Well, I'm going to do my red and blue Lincoln anyhow. Here's a sneak peek on wrinkled crappy newsprint:


I still need to adjust the ink colors to better match the oil-based inks the others will be using, but I love how the image seems like it would pop if you wore 3-D glasses. I'm also really excited to do an image that only takes two impressions!

And here's a link to the NY Times portraits. Enjoy!

06 February 2009

Eva Pietzcker at Cullom Gallery

Cullom Gallery in Seattle is showing the work of Berlin-based artist Eva Pietzcker, a woodblock artist whose work I have admired since I discovered it several years ago through the Baren Forum. Eighteen of Eva's large, bold moku hanga landscape prints will be on display at Cullom through March. If you aren't near Seattle, you can see all the prints on the Cullom Gallery web site.

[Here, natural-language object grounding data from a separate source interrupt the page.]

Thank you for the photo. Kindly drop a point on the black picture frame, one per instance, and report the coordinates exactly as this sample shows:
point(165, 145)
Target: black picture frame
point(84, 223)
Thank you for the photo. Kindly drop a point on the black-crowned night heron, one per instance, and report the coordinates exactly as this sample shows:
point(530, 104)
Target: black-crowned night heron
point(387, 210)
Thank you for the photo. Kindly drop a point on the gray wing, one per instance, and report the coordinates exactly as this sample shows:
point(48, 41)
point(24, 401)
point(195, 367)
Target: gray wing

Also in Seattle this weekend at Davidson and Cullom Galleries is the Seattle Print Fair. I wish I lived closer to the Pacific northwest!

04 February 2009

The Other Side of the Journey

I won't lie to you - one of the things I'm trying to accomplish with these Pilgrim prints is to economize my blocks by using them more than once. In this print, I plan to take the little clump of Pilgrims from my last print and put them in a new setting to represent where they ended up at the other end of their Mayflower boat ride.

Bradford writes of their arrival in the New World:
Being thus passed the vast ocean, and a sea of troubles before in their preparation, they had now no friends to welcome them nor inns to entertain or refresh their weatherbeaten bodies; no houses or much less town to repair to, to seek for succour... And for the season it was winter.


Later, Bradford describes the group that sets out to explore the first Cape Cod landing site and he says that they "fell into such thickets as were ready to tear their clothes and armor in pieces." So I've been carving the outline of some dense winter trees for the group of Pilgrims to wander through.

Notice in the center of this photo there's a very pronounced void in the second layer of this piece of shina plywood. This latest batch of shina from McClain's has had a lot of irregularities. I wonder if they have a new supplier. It's definitely tricky to work around a void like this.